Assemblies and tolerance stack-ups
A single fit is easy: pick a clearance, print, done. The trouble starts when parts chain together. A bracket bolts to a plate, the plate carries a rail, the rail holds a carriage — and by the time you reach the last part, all the little errors from the earlier ones have piled up and the final hole misses its bolt by half a millimetre. Nobody designed that error in; it accumulated. Managing that accumulation is tolerance stack-up, and it's what separates an assembly that clicks together from one you have to file and swear at.
Errors add up along the chain
Here is the arithmetic that catches everyone. Say each printed part holds ±0.1 mm — a reasonable FDM tolerance. Stack three of them so their errors line up, and the chain can be off by ±0.3 mm. Stack five and you're at ±0.5 mm. The tolerances add, and they add in the worst direction exactly when you can least afford it.

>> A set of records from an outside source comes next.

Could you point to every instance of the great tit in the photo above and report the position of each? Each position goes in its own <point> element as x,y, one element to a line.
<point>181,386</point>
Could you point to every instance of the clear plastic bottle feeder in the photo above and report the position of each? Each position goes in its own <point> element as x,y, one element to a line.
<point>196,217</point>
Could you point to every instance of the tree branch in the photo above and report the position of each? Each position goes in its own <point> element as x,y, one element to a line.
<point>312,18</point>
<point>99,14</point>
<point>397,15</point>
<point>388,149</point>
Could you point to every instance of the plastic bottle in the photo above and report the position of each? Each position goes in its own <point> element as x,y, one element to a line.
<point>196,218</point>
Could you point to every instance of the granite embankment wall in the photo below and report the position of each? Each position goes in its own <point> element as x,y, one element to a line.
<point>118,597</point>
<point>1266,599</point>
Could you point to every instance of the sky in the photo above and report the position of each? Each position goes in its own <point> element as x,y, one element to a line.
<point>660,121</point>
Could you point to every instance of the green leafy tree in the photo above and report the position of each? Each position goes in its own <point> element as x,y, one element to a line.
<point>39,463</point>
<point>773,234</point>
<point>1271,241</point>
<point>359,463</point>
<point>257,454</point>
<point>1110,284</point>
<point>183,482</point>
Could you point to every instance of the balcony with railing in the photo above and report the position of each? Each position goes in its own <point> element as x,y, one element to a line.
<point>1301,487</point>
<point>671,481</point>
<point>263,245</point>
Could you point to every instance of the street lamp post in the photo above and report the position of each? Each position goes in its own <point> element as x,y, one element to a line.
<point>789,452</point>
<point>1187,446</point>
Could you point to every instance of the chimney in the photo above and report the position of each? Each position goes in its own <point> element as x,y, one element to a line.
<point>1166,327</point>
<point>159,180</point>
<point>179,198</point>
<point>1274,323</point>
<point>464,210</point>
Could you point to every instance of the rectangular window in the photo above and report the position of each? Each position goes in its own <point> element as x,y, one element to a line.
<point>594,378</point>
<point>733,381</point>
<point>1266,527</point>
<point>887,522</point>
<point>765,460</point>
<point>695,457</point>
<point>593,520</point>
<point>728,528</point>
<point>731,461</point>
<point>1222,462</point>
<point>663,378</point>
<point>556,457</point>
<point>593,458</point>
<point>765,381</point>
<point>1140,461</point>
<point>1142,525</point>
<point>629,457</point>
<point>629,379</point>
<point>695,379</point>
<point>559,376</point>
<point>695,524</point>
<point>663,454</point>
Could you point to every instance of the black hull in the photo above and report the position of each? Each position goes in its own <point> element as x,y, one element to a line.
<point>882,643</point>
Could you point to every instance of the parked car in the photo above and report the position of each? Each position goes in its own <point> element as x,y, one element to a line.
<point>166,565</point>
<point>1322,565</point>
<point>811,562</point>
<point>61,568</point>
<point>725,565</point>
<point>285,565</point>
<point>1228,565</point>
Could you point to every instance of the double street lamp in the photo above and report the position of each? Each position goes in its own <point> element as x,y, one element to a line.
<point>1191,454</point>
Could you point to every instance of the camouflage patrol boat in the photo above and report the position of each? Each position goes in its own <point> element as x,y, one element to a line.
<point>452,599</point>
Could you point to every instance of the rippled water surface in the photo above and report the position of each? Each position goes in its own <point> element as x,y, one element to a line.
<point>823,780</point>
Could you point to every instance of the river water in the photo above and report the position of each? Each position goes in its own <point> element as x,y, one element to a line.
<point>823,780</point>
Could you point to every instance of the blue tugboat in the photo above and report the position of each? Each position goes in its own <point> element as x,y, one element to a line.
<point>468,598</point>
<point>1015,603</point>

So the real budget question isn't "how tight is each part?" It's "how much total error can the last feature in the chain absorb and still work?" Work backwards from that.
Datums: measure everything from one place
The single most effective way to stop a stack-up is to stop chaining. If part B locates off part A, and part C locates off part B, every error compounds. Instead, locate everything off one reference — a datum.
Pick one face and one edge (or one hole) as the origin for a part, and dimension every important feature from that same datum rather than from the previous feature. Now an error in one feature doesn't propagate to the next; they're all measured from the same fixed point, so they stay independent instead of adding.
In a physical assembly the same idea is a locating feature: one boss, one pin, one shoulder that defines where two parts sit relative to each other, and everything else hangs off that. A RaspberryPi case that locates the board on its four mounting holes and lets the port cutouts float to a generous clearance will always close; one that tries to make the board and every port hug its walls will bind on the first print.
Don't fit the same thing twice
The most common self-inflicted stack-up is double-fitting — constraining one joint in two places at once. A lid that registers on both an inner lip and an outer rim has to hit two clearances simultaneously; miss either by a tenth and it won't seat. Two dowel pins in two tight holes fight each other unless the holes are perfectly spaced, which they won't be.
The rule: one feature locates, the rest clear. Make one pin a snug locating fit and the second pin's hole a slot or an oversized clearance, so it positions without over-constraining. Register the lid on the rim or the lip, not both. Let one feature do the precise job and free the others to absorb error.
Design one gap to swallow the stack
Once errors are independent and you're not double-fitting, give the accumulated slop somewhere to go: a single, deliberate clearance gap sized to absorb the whole chain.
In a stack of three plates that bolt down through a common hole, make the bolt holes in the middle and top plates generous clearance (using the numbers in Real-world printed clearances) and let the bottom one locate. The bolt finds its way through; the slop lives in holes that don't need to be precise. You're not eliminating the ±0.3 mm — you can't — you're choosing where it lands, in a gap that doesn't care, instead of in the one fit that does.
That's the whole discipline: name your datums, fit each joint once, and route the unavoidable accumulated error into a clearance you designed on purpose. Do that and a multi-part assembly goes together on the first print, instead of becoming a session with a file and a heat gun.